Pasu-svabhava is a Sanskrit term that refers to a person's animal or bestial nature. It is the primal nature found in all living beings -- particularly the violent or cruel nature thought to be naturally possessed. One of the goals of various schools of yoga is eliminating (or at least mediating) pasu-svabhava.
The term comes from the Sanskrit pasu, meaning “cattle,” “cow” or “embodied soul,” and svabhava, meaning “own being” or “own-becoming.” Altogether, pasu-svabhava translates to mean “intrinsic nature" in English.
Yogapedia explains Pasu-Svabhava
The pasu-svabhava aspect of human nature is brutal, cruel and bestial, with a propensity for violence, hatred and anger. With it comes the desire to harm and destroy. This ill-treatment of others can be physical or mental/emotional.
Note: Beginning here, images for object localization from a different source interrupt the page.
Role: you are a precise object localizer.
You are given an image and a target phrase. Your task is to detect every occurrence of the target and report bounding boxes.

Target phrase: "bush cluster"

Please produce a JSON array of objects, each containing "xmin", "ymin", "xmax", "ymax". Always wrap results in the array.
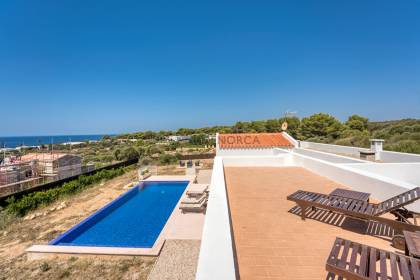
[{"xmin": 6, "ymin": 167, "xmax": 127, "ymax": 217}]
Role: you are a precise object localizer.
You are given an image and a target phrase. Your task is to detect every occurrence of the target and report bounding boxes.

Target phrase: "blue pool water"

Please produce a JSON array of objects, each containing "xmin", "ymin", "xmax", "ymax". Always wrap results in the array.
[{"xmin": 50, "ymin": 181, "xmax": 188, "ymax": 248}]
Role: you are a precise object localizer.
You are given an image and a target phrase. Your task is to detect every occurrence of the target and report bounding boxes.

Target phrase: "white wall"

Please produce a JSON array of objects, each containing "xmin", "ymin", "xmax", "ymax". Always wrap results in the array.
[
  {"xmin": 299, "ymin": 141, "xmax": 369, "ymax": 156},
  {"xmin": 196, "ymin": 157, "xmax": 236, "ymax": 280},
  {"xmin": 343, "ymin": 163, "xmax": 420, "ymax": 186},
  {"xmin": 299, "ymin": 141, "xmax": 420, "ymax": 163},
  {"xmin": 223, "ymin": 154, "xmax": 294, "ymax": 167},
  {"xmin": 217, "ymin": 148, "xmax": 291, "ymax": 157},
  {"xmin": 380, "ymin": 150, "xmax": 420, "ymax": 163},
  {"xmin": 294, "ymin": 148, "xmax": 367, "ymax": 164},
  {"xmin": 292, "ymin": 152, "xmax": 420, "ymax": 211}
]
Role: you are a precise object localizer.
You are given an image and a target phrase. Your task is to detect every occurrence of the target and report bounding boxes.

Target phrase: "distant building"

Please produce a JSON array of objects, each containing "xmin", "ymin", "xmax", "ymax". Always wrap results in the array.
[
  {"xmin": 0, "ymin": 161, "xmax": 37, "ymax": 186},
  {"xmin": 20, "ymin": 153, "xmax": 82, "ymax": 180},
  {"xmin": 167, "ymin": 135, "xmax": 191, "ymax": 142}
]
One way to eliminate pasu-svabhava is through the yogic practice of ahimsa (non-violence), which is the yama (vow of restraint) that emphasizes not harming or injuring any living creature. Ahimsa develops universal love and truth. In yoga asanas, the practitioner learns to not harm themselves by attempting to go beyond what the body is capable of doing. By honoring the body through asanas, meditation and conscious effort, this non-harming ahimsa will spread to the inner Self, and eventually subdue the pasu-svabhava within.